An enhanced response surface methodology (RSM) algorithm using gradient deflection and second-order search strategies

https://doi.org/10.1016/S0305-0548(98)00014-8Get rights and content

Abstract

In the optimization of complex systems where at best one can only evaluate the function being optimized, often via a simulation experimental process, Response Surface Methodology (RSM) is frequently the method of choice. However, RSM invariably employs a first-order steepest descent method, presumably because of the prohibitive cost of employing second-order designs, except for the canonical analysis that is conducted at termination. In this paper, we suggest the use of deflected/conjugate gradient approaches that can be gainfully employed to improve the performance of RSM. These methods involve the same effort per iteration and require only first-order designs. However, instead of discarding previously generated information, the method utilizes these computations to advantageously build upon accumulated knowledge regarding the second-order curvature of the function being optimized, hence accelerating convergence by circumventing the characteristic zigzagging of steepest descent methods. The proposed scheme is illustrated using various test examples from the literature for which optimal solutions are known and that serve the purpose of exhibiting the potential of the recommended methodology.

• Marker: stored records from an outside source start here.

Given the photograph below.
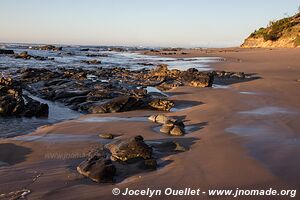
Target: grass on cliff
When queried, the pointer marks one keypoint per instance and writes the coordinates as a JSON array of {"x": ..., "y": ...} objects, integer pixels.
[{"x": 277, "y": 28}]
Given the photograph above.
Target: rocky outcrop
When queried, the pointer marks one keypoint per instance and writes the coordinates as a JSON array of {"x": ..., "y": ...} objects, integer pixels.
[
  {"x": 103, "y": 90},
  {"x": 46, "y": 47},
  {"x": 121, "y": 156},
  {"x": 24, "y": 55},
  {"x": 14, "y": 103},
  {"x": 168, "y": 79},
  {"x": 169, "y": 126},
  {"x": 281, "y": 33},
  {"x": 98, "y": 169},
  {"x": 92, "y": 62}
]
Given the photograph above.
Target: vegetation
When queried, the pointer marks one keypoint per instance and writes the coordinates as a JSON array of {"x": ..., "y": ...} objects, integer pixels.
[
  {"x": 297, "y": 41},
  {"x": 277, "y": 28}
]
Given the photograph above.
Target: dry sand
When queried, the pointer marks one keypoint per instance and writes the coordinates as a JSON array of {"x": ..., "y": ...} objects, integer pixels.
[{"x": 246, "y": 136}]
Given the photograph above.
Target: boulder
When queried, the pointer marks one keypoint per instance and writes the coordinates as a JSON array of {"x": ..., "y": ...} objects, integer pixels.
[
  {"x": 170, "y": 147},
  {"x": 6, "y": 51},
  {"x": 161, "y": 104},
  {"x": 118, "y": 104},
  {"x": 177, "y": 131},
  {"x": 166, "y": 128},
  {"x": 161, "y": 119},
  {"x": 131, "y": 148},
  {"x": 98, "y": 169},
  {"x": 14, "y": 103},
  {"x": 149, "y": 164},
  {"x": 47, "y": 47},
  {"x": 106, "y": 136}
]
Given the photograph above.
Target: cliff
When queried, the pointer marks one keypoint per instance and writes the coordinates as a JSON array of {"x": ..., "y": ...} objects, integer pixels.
[{"x": 283, "y": 33}]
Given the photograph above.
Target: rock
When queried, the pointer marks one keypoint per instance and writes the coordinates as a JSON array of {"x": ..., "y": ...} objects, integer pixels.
[
  {"x": 177, "y": 131},
  {"x": 170, "y": 147},
  {"x": 118, "y": 104},
  {"x": 26, "y": 56},
  {"x": 179, "y": 147},
  {"x": 47, "y": 47},
  {"x": 62, "y": 94},
  {"x": 106, "y": 136},
  {"x": 23, "y": 55},
  {"x": 149, "y": 164},
  {"x": 130, "y": 148},
  {"x": 166, "y": 128},
  {"x": 6, "y": 51},
  {"x": 3, "y": 164},
  {"x": 161, "y": 104},
  {"x": 98, "y": 169},
  {"x": 14, "y": 103},
  {"x": 34, "y": 108},
  {"x": 161, "y": 119},
  {"x": 92, "y": 62}
]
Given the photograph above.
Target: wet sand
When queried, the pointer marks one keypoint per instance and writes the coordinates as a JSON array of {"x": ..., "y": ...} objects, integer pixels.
[{"x": 247, "y": 137}]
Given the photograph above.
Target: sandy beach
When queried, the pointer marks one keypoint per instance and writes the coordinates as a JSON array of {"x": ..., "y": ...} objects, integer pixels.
[{"x": 244, "y": 135}]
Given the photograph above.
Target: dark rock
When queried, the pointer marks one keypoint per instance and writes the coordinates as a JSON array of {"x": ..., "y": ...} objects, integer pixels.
[
  {"x": 6, "y": 51},
  {"x": 170, "y": 147},
  {"x": 92, "y": 62},
  {"x": 47, "y": 47},
  {"x": 177, "y": 131},
  {"x": 149, "y": 164},
  {"x": 106, "y": 136},
  {"x": 130, "y": 148},
  {"x": 119, "y": 104},
  {"x": 62, "y": 94},
  {"x": 24, "y": 55},
  {"x": 98, "y": 169},
  {"x": 14, "y": 103},
  {"x": 161, "y": 104}
]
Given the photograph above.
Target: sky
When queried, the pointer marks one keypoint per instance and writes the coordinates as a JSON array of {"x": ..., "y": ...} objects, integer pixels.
[{"x": 185, "y": 23}]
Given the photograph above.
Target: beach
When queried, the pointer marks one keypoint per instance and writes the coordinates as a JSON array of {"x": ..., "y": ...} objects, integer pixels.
[{"x": 243, "y": 135}]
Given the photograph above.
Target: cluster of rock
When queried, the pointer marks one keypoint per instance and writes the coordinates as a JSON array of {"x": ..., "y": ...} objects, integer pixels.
[
  {"x": 125, "y": 157},
  {"x": 73, "y": 88},
  {"x": 106, "y": 90},
  {"x": 103, "y": 164},
  {"x": 169, "y": 126},
  {"x": 167, "y": 79},
  {"x": 24, "y": 55},
  {"x": 46, "y": 48},
  {"x": 14, "y": 103},
  {"x": 6, "y": 51},
  {"x": 92, "y": 62}
]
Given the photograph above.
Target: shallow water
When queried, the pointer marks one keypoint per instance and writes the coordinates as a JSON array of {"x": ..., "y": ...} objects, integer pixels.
[
  {"x": 13, "y": 126},
  {"x": 72, "y": 56}
]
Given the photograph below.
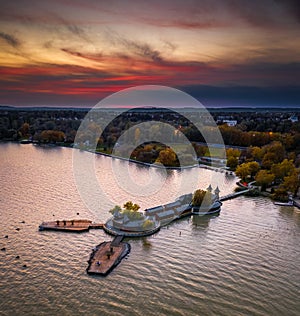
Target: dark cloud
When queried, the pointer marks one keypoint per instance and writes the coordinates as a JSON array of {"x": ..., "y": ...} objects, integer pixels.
[
  {"x": 10, "y": 39},
  {"x": 276, "y": 96},
  {"x": 293, "y": 7},
  {"x": 135, "y": 47}
]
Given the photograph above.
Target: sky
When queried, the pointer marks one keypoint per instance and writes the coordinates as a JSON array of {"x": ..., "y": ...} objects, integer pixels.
[{"x": 222, "y": 52}]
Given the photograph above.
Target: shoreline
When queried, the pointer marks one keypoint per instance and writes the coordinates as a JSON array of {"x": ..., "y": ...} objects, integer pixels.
[{"x": 146, "y": 164}]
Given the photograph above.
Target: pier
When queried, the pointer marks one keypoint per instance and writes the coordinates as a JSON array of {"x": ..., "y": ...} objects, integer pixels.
[
  {"x": 233, "y": 195},
  {"x": 107, "y": 255}
]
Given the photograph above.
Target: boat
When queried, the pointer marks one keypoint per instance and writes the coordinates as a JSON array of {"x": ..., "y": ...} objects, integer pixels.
[{"x": 290, "y": 202}]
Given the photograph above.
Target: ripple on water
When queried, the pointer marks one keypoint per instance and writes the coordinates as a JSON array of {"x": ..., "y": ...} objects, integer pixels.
[{"x": 243, "y": 262}]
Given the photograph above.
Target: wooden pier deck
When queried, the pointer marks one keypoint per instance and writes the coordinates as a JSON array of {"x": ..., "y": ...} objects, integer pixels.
[
  {"x": 233, "y": 195},
  {"x": 107, "y": 256},
  {"x": 76, "y": 225}
]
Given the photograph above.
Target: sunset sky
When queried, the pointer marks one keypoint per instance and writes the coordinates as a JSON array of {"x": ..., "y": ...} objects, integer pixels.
[{"x": 225, "y": 53}]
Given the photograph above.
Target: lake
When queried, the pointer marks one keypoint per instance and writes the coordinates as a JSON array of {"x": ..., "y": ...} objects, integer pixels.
[{"x": 243, "y": 262}]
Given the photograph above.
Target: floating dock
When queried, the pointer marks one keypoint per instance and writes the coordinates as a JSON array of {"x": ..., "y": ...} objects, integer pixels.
[
  {"x": 76, "y": 225},
  {"x": 106, "y": 256}
]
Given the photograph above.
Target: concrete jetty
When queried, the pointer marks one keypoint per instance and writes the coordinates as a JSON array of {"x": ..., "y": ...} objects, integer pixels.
[{"x": 75, "y": 225}]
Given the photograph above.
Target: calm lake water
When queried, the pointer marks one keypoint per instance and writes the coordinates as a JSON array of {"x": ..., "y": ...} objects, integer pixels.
[{"x": 243, "y": 262}]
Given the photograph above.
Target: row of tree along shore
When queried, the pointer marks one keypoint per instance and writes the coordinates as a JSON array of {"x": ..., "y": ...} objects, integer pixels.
[{"x": 262, "y": 145}]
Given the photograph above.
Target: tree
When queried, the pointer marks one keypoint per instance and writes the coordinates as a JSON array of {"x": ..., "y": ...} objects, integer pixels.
[
  {"x": 25, "y": 130},
  {"x": 232, "y": 162},
  {"x": 264, "y": 178},
  {"x": 253, "y": 168},
  {"x": 130, "y": 206},
  {"x": 201, "y": 197},
  {"x": 256, "y": 153},
  {"x": 292, "y": 182},
  {"x": 283, "y": 169},
  {"x": 137, "y": 135},
  {"x": 167, "y": 157},
  {"x": 116, "y": 209},
  {"x": 148, "y": 224},
  {"x": 243, "y": 171}
]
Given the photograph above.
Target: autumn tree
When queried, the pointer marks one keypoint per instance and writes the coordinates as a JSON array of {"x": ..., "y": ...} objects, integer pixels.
[
  {"x": 115, "y": 210},
  {"x": 167, "y": 157},
  {"x": 292, "y": 182},
  {"x": 253, "y": 167},
  {"x": 283, "y": 169},
  {"x": 24, "y": 130},
  {"x": 232, "y": 162},
  {"x": 242, "y": 171},
  {"x": 130, "y": 206},
  {"x": 264, "y": 178}
]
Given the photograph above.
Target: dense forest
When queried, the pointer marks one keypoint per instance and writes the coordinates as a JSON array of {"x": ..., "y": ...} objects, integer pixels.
[{"x": 260, "y": 145}]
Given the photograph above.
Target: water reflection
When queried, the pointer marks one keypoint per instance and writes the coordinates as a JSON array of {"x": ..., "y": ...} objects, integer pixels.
[{"x": 202, "y": 222}]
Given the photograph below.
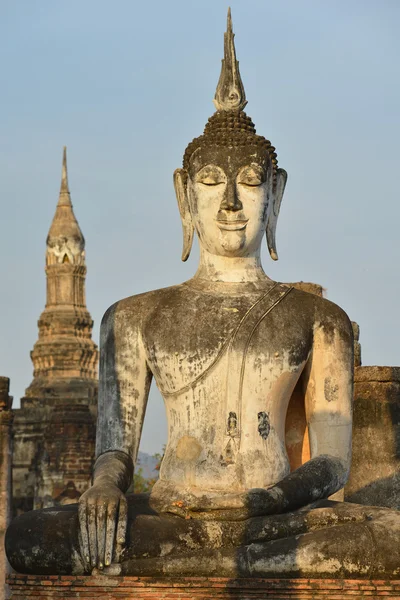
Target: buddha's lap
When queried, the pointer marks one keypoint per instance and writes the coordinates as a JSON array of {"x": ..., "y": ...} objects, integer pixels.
[{"x": 46, "y": 541}]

This paper attempts to improve the search techniques being currently used in standard Response Surface Methodology (RSM) algorithms. RSM is a collection of mathematical and statistical techniques for experimental optimization. This work presents a novel RSM algorithm that incorporates certain gradient deflection methods, augmented with appropriate restarting criteria, as opposed to using the path of steepest descent as the only search direction. In order to investigate the use of the new RSM algorithm in comparison with the standard existing RSM techniques, a set of standard test functions is used, both with and without random perturbations. Computational results exhibit the improvements achieved under the proposed algorithm.

Introduction

The focus of this paper is on improving the simulation-optimization technique known as response surface methodology (RSM). First proposed by Box and Wilson[3] in the context of optimization problems concerned with chemical process engineering, RSM is a collection of mathematical and statistical techniques for experimental optimization. The search procedures currently employed by RSM algorithms use the method of steepest descent only. This paper develops a novel RSM algorithm that incorporates certain gradient deflection methods, augmented with suitable restarting criteria, as opposed to using the path of steepest descent as the only search direction. In order to empirically investigate the use of the new RSM algorithm in contrast with the existing one, a set of standard test functions from the literature is used. Computational results exhibit the improvements achieved under the proposed algorithm, both with and without random perturbations on functional evaluations.

This paper is organized as follows. The remainder of this section presents an overview of RSM along with a statement of a standard RSM algorithm, and discusses various competitive gradient deflection techniques that we will be using in our approach. Section 2develops the new RSM algorithm. Empirical studies are described in Section 3, and Section 4presents conclusions and recommendations for future research.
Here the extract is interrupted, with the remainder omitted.